Tropical Ecology Professor 
Monteverde, Costa Rica
Aug 2011 - Present
  Costa Rica is internationally known for its extensive biological wealth and progressive conservation initiatives. Despite being only the size of West Virginia, Costa Rica has more bird species than found in all of North America, more plant species than in all of the Eastern United States, and nearly ten percent of all bat species. In addition, Costa Rica has large tracts of neo-tropical montane cloud forest, the rarest of the neo-tropical forest types (representing only 1.2% of all neo-tropical forests).

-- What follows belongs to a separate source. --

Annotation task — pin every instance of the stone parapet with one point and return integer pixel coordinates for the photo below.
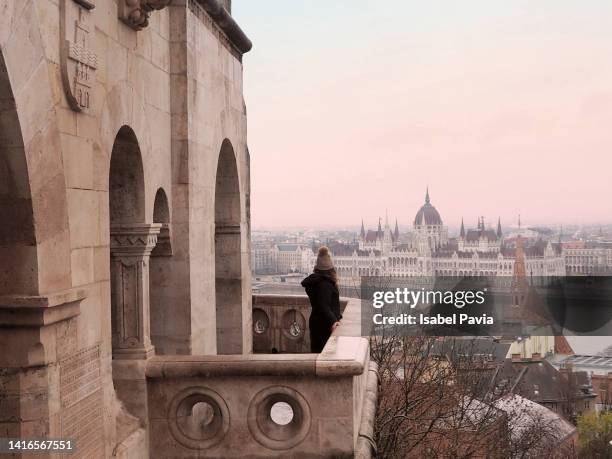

    This biological wealth as well as a stable government has made Costa Rica a major destination
not only for eco-tourists but university students eager to learn and study about tropical wildlife and ecosystems using a hands-on approach. A number of universities, private organizations, and NGO's have developed study abroad programs that give U.S. students an opportunity to study and immerse themselves in various tropical environments in a structured way.

    Since 2011, I have been teaching Tropical Ecology, Conservation Biology, and Natural History with several of these well established institutions. Most notably, I have been working with the Council on International Educational Exchange with the Sustainability and Environment program. To learn more about the objectives of the program, please visit their website [
CIEE - www.ciee.org] . In addiition, I have had the pleasure to work with the Organization for Tropical Studies [www.ots.ac.cr] and the Monteverde Institute [www.monteverde-institute.org].

     In each of these programs, students are introduced to tropical ecology through lectures, readings, discussion, field expeditions and experiments, as well as individual research projects. These intensive courses are usually a semester in duration and are on par with upper division biology courses taught in universities within the United States.